Genre: Electro, Industrial | Label: Artoffact
Sneaker Pimps: Squaring The Circle
19 Jahre sind eine lange Zeit. Chris Corner von den Sneaker Pimps hat in der Zeit mit IAMX ein Soloprojekt etabliert, das mittlerweile ähnlich bekannt ist wie seine alte Band. Liam Howe dagegen hat sich als Pop-Produzent einen Namen gemacht. Dass die beiden ihr altes Baby noch mal reanimieren würden, war im Netz schon lange zu lesen, doch es dauerte noch ein paar Jahre, bis mit „Squaring The Circle“nun auch endlich ein neues Album vorliegt. Darauf singt Corner nicht mehr alleine, sondern im Verbund mit der neuen Sängerin Simonne Jones, was der Musik mehr Pop-Appeal verleiht. Überhaupt ist der Longplayer heller und optimistischer als die Vorgänger „Splinter“(1999) und „Bloodsport“(2002), aber auch vielfältiger. Neben eher verträumten Pop-lastigen Songs gibt es elektronisch geprägte Stücke, in denen Corner sein Modularsystem einsetzt, schräge Momente und Folk & Singer/ Songwriter-Anleihen. Dank neuer Stimme und musikalischer Impulse kein Aufguss von früher, sondern eine neue Welt, doch eine, in der man gerne viel Zeit verbringt.
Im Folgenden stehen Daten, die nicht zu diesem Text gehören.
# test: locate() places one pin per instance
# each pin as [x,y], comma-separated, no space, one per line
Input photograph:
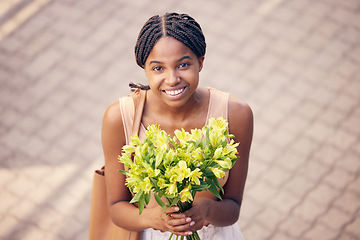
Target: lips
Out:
[175,92]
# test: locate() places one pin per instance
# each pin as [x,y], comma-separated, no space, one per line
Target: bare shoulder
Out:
[112,131]
[112,114]
[239,112]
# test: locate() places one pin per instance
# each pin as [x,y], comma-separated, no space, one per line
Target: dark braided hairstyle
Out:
[182,27]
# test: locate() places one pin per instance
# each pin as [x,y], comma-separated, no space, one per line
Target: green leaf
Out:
[137,197]
[217,184]
[160,202]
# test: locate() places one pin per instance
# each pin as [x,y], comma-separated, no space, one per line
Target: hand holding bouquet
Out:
[176,168]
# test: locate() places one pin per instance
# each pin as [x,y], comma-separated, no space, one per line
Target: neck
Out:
[190,113]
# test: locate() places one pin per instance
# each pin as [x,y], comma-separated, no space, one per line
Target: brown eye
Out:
[157,68]
[184,65]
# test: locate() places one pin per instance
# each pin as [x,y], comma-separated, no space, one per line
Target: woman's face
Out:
[173,71]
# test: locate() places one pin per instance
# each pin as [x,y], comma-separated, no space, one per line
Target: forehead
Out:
[168,48]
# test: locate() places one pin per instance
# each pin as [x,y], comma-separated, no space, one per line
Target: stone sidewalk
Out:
[297,63]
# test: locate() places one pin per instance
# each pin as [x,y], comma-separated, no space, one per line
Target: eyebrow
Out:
[158,62]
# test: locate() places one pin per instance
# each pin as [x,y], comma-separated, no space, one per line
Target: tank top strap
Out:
[218,104]
[126,105]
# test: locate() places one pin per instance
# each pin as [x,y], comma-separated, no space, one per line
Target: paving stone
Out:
[295,62]
[319,231]
[353,227]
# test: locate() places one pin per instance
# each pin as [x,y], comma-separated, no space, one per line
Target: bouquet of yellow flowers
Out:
[176,168]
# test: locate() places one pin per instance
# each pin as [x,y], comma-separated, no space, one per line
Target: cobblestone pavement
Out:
[297,63]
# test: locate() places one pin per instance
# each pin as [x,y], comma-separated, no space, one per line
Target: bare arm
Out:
[226,212]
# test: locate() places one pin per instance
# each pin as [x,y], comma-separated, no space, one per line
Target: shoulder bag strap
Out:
[139,101]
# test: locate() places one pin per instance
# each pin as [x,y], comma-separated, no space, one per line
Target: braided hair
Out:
[182,27]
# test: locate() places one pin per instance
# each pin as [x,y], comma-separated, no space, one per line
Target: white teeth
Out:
[175,92]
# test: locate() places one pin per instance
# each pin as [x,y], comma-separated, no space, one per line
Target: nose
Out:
[172,78]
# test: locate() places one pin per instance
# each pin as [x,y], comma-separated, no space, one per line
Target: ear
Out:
[201,62]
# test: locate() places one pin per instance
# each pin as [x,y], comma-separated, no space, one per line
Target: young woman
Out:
[171,50]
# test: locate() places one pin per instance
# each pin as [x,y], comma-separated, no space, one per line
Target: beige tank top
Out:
[218,107]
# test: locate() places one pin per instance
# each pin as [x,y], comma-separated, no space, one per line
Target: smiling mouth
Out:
[175,92]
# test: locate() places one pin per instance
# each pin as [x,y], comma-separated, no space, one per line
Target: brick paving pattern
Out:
[297,63]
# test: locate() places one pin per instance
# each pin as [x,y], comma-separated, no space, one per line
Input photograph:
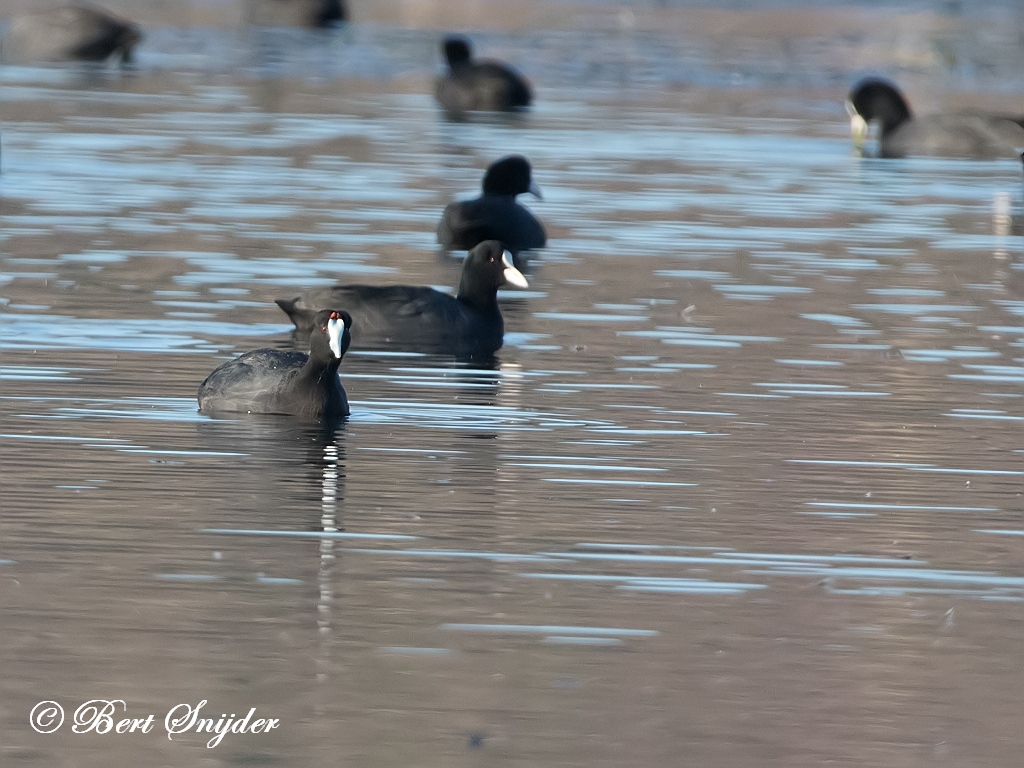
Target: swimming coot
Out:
[964,134]
[72,33]
[496,214]
[470,85]
[419,318]
[271,381]
[318,13]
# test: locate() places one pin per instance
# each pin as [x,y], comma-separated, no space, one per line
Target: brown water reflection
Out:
[727,499]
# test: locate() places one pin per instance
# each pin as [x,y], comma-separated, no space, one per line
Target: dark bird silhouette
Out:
[420,318]
[71,33]
[320,13]
[965,134]
[469,85]
[496,214]
[272,381]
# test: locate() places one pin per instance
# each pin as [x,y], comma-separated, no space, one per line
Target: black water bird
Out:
[420,318]
[496,214]
[71,33]
[317,13]
[470,85]
[965,134]
[272,381]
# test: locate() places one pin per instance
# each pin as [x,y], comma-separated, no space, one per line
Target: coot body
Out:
[420,318]
[496,214]
[967,134]
[272,381]
[470,85]
[71,33]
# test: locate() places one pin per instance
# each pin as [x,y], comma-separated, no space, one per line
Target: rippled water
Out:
[744,487]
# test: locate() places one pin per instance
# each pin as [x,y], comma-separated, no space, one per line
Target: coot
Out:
[84,33]
[272,381]
[496,214]
[470,85]
[966,134]
[420,318]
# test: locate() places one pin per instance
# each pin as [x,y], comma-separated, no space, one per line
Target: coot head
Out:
[458,51]
[510,175]
[873,98]
[331,335]
[487,267]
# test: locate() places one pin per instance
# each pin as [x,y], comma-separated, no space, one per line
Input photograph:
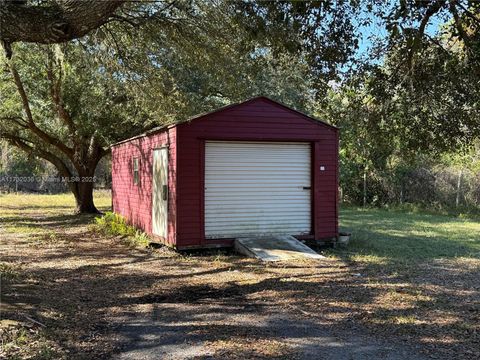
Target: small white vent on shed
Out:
[257,188]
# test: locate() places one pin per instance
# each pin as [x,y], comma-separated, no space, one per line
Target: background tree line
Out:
[408,109]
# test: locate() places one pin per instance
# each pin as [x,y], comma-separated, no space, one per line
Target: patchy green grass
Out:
[116,225]
[380,236]
[49,203]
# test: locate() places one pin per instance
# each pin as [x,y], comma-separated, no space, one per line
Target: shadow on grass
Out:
[186,308]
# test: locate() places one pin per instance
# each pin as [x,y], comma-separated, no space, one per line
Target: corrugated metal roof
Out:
[198,116]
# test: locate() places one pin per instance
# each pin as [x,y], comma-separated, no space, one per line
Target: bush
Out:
[116,225]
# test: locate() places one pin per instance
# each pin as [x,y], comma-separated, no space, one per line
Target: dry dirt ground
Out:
[69,292]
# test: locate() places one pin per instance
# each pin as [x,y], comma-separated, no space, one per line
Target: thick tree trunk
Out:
[459,189]
[365,187]
[84,199]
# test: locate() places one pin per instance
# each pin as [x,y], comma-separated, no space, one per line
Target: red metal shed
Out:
[252,168]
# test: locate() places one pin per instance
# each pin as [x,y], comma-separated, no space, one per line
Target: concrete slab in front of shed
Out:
[275,248]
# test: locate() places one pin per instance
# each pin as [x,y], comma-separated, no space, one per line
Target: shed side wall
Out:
[259,120]
[134,202]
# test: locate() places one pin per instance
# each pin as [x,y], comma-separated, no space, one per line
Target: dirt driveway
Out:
[68,292]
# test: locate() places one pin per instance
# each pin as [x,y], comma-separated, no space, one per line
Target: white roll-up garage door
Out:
[257,188]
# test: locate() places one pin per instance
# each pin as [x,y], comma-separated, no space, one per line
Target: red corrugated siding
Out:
[134,202]
[259,119]
[255,120]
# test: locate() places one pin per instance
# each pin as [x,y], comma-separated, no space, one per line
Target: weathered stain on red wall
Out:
[132,201]
[259,119]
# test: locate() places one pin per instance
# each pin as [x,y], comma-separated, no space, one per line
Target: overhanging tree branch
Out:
[59,21]
[31,123]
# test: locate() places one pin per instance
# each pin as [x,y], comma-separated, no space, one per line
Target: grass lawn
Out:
[408,279]
[393,237]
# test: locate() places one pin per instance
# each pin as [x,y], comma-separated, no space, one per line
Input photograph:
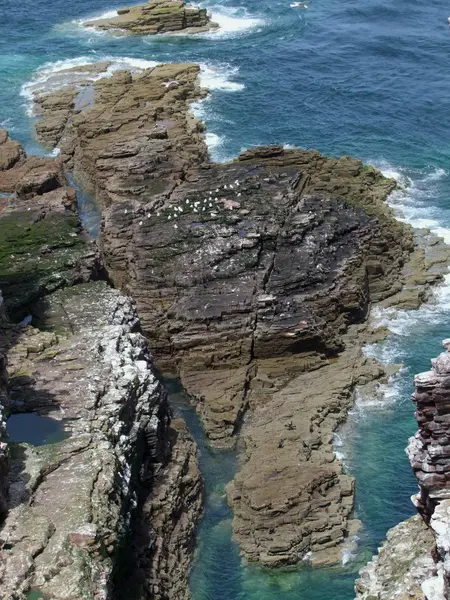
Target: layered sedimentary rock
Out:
[4,452]
[429,454]
[157,16]
[247,277]
[162,554]
[42,244]
[403,563]
[71,501]
[419,549]
[74,501]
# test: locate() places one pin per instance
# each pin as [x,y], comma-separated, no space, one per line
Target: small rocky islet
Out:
[252,281]
[157,17]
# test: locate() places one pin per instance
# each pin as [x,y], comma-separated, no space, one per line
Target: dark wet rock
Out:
[250,279]
[73,505]
[42,244]
[402,564]
[163,552]
[156,17]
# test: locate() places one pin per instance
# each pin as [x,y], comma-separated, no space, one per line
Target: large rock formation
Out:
[247,277]
[429,454]
[403,563]
[157,16]
[4,453]
[117,461]
[42,244]
[419,549]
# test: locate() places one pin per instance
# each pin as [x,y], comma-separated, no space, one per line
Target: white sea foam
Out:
[97,17]
[349,550]
[55,75]
[232,22]
[411,204]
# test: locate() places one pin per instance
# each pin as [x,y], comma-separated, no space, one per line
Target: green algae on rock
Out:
[247,277]
[156,17]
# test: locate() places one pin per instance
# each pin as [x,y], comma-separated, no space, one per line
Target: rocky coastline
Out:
[157,17]
[70,505]
[253,281]
[427,563]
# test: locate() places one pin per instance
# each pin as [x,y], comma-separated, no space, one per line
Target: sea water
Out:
[369,79]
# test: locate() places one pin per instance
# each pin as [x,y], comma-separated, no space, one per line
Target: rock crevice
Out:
[250,279]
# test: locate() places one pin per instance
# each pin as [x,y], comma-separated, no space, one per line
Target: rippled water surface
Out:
[369,78]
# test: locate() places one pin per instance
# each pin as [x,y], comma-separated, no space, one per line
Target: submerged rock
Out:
[157,16]
[249,279]
[74,504]
[4,453]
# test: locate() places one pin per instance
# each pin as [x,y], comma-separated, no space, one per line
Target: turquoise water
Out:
[31,428]
[369,79]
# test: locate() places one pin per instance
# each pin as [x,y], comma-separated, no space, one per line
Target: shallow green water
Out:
[369,79]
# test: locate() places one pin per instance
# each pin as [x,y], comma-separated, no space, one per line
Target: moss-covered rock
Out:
[157,16]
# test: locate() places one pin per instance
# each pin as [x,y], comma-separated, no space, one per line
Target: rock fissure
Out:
[252,280]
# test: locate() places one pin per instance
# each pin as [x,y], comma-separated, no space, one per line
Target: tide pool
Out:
[367,79]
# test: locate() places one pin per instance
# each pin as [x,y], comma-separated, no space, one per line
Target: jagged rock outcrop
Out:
[42,244]
[72,503]
[402,564]
[163,557]
[429,454]
[415,560]
[247,277]
[73,500]
[156,17]
[4,452]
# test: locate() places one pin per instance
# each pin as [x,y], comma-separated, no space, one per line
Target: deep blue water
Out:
[370,79]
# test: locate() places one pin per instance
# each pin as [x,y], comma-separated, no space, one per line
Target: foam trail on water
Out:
[55,75]
[232,22]
[219,77]
[411,204]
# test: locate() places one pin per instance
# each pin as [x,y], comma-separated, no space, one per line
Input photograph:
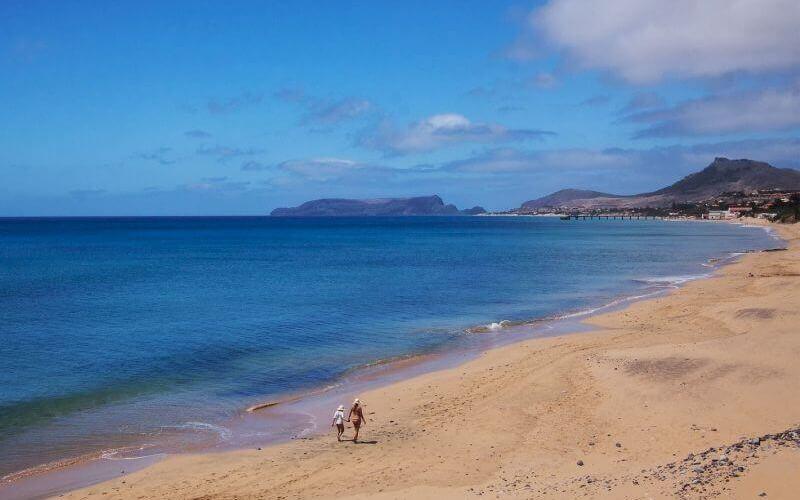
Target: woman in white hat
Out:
[357,417]
[338,420]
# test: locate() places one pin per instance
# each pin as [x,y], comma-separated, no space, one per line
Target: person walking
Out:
[356,416]
[338,421]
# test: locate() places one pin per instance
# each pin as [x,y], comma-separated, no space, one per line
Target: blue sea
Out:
[115,331]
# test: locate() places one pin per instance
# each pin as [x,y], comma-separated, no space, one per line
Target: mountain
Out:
[339,207]
[731,175]
[564,198]
[722,175]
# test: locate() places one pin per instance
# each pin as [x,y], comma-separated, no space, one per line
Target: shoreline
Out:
[585,317]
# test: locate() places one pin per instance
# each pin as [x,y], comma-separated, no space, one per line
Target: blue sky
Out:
[134,108]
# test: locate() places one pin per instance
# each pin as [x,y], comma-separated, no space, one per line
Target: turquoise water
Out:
[121,329]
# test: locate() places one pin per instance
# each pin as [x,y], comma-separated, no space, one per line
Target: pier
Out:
[611,216]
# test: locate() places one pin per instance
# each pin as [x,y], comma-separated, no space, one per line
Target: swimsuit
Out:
[338,417]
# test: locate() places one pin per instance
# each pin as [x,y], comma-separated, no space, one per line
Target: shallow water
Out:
[125,331]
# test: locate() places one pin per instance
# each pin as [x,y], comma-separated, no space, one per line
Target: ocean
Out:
[123,333]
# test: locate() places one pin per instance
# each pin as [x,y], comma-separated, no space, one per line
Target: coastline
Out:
[378,405]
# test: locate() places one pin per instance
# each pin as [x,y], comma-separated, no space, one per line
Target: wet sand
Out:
[688,395]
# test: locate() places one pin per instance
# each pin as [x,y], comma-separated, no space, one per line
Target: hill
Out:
[722,175]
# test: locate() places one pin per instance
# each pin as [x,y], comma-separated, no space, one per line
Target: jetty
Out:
[611,216]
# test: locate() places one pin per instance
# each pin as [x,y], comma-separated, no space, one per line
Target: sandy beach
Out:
[688,395]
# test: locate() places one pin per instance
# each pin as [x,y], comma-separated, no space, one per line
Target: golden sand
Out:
[714,364]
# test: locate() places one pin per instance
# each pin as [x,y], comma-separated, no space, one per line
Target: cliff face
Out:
[722,175]
[339,207]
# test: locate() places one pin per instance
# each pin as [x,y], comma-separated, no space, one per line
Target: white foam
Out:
[498,326]
[673,280]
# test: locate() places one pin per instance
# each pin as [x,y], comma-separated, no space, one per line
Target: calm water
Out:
[112,330]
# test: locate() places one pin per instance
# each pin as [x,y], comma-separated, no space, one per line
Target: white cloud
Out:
[645,41]
[321,169]
[761,111]
[443,130]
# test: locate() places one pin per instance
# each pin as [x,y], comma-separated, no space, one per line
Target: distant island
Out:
[755,187]
[342,207]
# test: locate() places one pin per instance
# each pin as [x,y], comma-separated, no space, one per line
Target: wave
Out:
[672,281]
[223,433]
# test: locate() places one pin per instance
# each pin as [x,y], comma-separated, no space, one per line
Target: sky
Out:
[201,108]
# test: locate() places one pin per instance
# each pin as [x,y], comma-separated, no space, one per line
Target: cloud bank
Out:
[442,130]
[645,41]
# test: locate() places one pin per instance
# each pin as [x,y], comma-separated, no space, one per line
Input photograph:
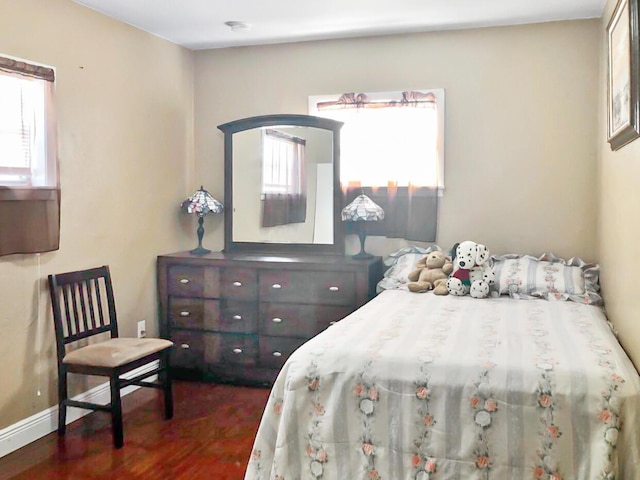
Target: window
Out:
[29,188]
[391,149]
[284,193]
[23,139]
[387,137]
[283,162]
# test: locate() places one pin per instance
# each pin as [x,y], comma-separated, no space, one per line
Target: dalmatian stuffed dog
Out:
[471,271]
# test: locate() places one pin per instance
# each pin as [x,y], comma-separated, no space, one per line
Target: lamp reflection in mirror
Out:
[201,203]
[362,209]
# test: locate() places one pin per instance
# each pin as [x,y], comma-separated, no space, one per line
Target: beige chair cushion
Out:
[115,351]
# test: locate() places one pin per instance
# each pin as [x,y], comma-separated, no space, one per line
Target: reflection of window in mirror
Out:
[392,149]
[284,199]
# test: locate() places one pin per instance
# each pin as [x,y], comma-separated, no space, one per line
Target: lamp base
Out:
[199,251]
[362,256]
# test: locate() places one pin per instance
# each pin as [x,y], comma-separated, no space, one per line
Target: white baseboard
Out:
[43,423]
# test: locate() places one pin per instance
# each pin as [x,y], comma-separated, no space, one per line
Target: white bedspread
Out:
[416,386]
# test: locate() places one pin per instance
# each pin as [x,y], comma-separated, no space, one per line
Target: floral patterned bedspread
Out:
[425,387]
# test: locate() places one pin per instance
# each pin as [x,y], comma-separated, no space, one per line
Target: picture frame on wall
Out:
[623,87]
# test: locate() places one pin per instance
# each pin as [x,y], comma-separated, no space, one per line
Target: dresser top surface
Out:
[265,258]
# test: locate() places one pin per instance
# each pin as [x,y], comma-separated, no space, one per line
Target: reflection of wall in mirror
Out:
[247,185]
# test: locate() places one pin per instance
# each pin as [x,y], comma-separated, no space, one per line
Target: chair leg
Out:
[167,381]
[62,401]
[116,412]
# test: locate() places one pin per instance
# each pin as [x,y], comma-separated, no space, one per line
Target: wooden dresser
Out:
[237,317]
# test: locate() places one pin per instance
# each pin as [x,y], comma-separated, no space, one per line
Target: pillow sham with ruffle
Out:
[548,277]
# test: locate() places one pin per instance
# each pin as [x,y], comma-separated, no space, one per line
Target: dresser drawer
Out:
[274,351]
[239,283]
[298,320]
[188,281]
[332,288]
[231,349]
[218,315]
[188,351]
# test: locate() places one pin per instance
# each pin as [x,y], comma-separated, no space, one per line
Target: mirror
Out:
[282,190]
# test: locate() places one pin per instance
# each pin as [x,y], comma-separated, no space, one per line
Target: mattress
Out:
[425,387]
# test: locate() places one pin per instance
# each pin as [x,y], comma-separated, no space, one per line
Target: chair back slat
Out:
[83,305]
[101,319]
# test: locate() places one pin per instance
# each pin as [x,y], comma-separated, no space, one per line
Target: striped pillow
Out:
[529,276]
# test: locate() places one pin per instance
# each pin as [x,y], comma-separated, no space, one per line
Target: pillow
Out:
[548,277]
[401,264]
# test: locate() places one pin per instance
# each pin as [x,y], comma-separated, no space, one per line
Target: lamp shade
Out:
[362,209]
[202,203]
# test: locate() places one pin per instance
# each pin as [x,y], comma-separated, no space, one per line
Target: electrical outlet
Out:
[142,328]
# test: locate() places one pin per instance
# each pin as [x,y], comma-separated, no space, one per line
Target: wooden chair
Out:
[83,306]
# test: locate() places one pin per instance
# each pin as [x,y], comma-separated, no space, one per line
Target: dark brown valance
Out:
[27,69]
[30,210]
[361,100]
[30,220]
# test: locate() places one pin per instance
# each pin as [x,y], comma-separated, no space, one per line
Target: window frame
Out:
[439,93]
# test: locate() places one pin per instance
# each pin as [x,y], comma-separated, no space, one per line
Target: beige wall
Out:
[520,122]
[619,215]
[125,121]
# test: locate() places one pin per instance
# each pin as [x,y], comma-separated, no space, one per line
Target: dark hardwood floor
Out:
[210,437]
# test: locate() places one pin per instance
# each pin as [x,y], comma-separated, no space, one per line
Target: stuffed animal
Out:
[471,271]
[431,272]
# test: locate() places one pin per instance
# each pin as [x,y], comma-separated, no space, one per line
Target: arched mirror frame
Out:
[229,129]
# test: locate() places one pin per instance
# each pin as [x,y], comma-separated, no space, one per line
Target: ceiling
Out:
[200,24]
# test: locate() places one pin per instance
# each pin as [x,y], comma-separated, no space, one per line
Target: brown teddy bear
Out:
[431,272]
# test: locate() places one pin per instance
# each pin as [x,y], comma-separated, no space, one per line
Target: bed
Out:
[525,384]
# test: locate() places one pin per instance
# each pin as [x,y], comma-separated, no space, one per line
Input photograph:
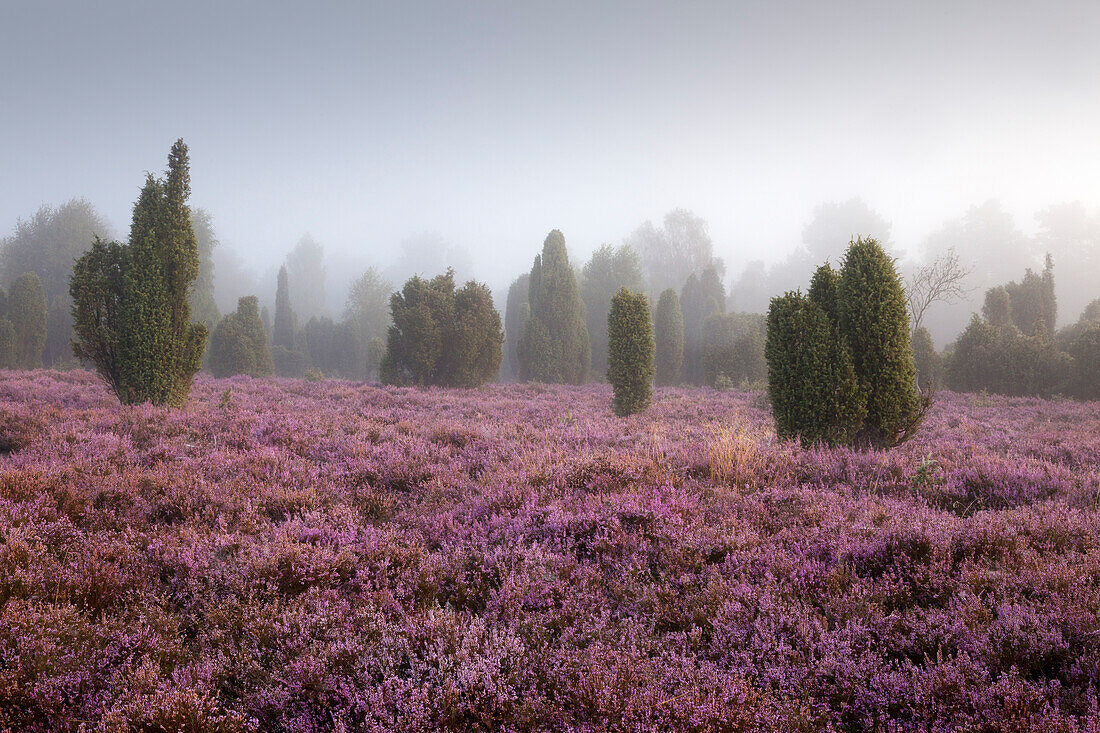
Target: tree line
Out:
[128,302]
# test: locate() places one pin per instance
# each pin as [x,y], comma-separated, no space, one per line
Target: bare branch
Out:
[938,281]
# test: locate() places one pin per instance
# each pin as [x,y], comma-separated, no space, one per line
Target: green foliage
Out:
[442,337]
[608,270]
[130,308]
[669,331]
[700,298]
[998,307]
[815,395]
[239,343]
[1033,304]
[825,292]
[734,348]
[46,244]
[1086,353]
[1012,350]
[375,352]
[366,312]
[554,347]
[333,348]
[839,361]
[204,308]
[630,351]
[26,310]
[516,313]
[285,321]
[927,361]
[873,319]
[1007,361]
[7,343]
[475,346]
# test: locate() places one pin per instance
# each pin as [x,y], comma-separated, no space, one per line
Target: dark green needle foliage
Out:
[669,332]
[839,361]
[285,320]
[873,318]
[239,343]
[630,352]
[130,302]
[811,380]
[26,310]
[554,347]
[442,337]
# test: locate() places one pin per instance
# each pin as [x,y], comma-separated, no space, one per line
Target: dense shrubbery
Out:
[554,347]
[669,336]
[839,361]
[441,336]
[630,352]
[130,308]
[606,271]
[815,395]
[1011,349]
[329,556]
[46,243]
[239,342]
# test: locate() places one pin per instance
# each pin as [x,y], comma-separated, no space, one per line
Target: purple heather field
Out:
[331,556]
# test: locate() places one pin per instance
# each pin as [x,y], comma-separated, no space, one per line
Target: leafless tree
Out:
[937,281]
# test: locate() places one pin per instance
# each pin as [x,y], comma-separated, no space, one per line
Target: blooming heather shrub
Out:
[339,556]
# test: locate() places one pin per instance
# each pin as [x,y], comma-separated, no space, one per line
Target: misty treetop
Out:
[669,336]
[26,310]
[46,244]
[130,301]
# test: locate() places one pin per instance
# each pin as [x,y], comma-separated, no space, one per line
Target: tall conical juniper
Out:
[130,307]
[839,360]
[554,346]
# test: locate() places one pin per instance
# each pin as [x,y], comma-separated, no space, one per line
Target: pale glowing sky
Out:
[494,122]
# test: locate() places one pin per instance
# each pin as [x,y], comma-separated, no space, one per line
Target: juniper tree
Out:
[442,337]
[630,351]
[130,307]
[239,343]
[873,319]
[516,313]
[608,270]
[554,346]
[477,338]
[26,310]
[814,393]
[46,244]
[669,334]
[284,326]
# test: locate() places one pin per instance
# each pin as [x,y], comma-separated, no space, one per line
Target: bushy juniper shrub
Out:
[669,337]
[630,352]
Genre: Dream Pop, Electronica | Label: Orphic
Tora: A Force Majeure
Eigentlich sind sie Australier, doch die Musiker von Tora leben seit Anfang 2020 im niederländischen Amsterdam und haben die Sonnenidylle von Byron Bay gegen eine größere Zentralität mitten in Europa eingetauscht – wegen Corona aber wohl nicht ganz freiwillig. Doch zumindest hatten sie fern der Heimat viel Zeit, um an ihrem dritten Album zu arbeiten und das hört man diesem deutlich an. „A Force Majeure“bietet sehr ausgefeilten Electro-Pop mit traumhaft schönen Arrangements und Gesängen, viel Atmosphäre und noch mehr Melancholie. Schön ist auch der relativ hohe Männergesang samt Falsetteinsatz, der nur hin und wieder von female vocals ergänzt wird. Es empfiehlt sich, die elf Stücke mit guten Kopfhörern anzuhören, denn dann eröffnet sich eine ganz eigene Welt voller spannender Produktionsdetails. Doch auch abgesehen von der hochwertigen Produktion wissen die Jungs mit schlüssigem Songwriting zu begeistern.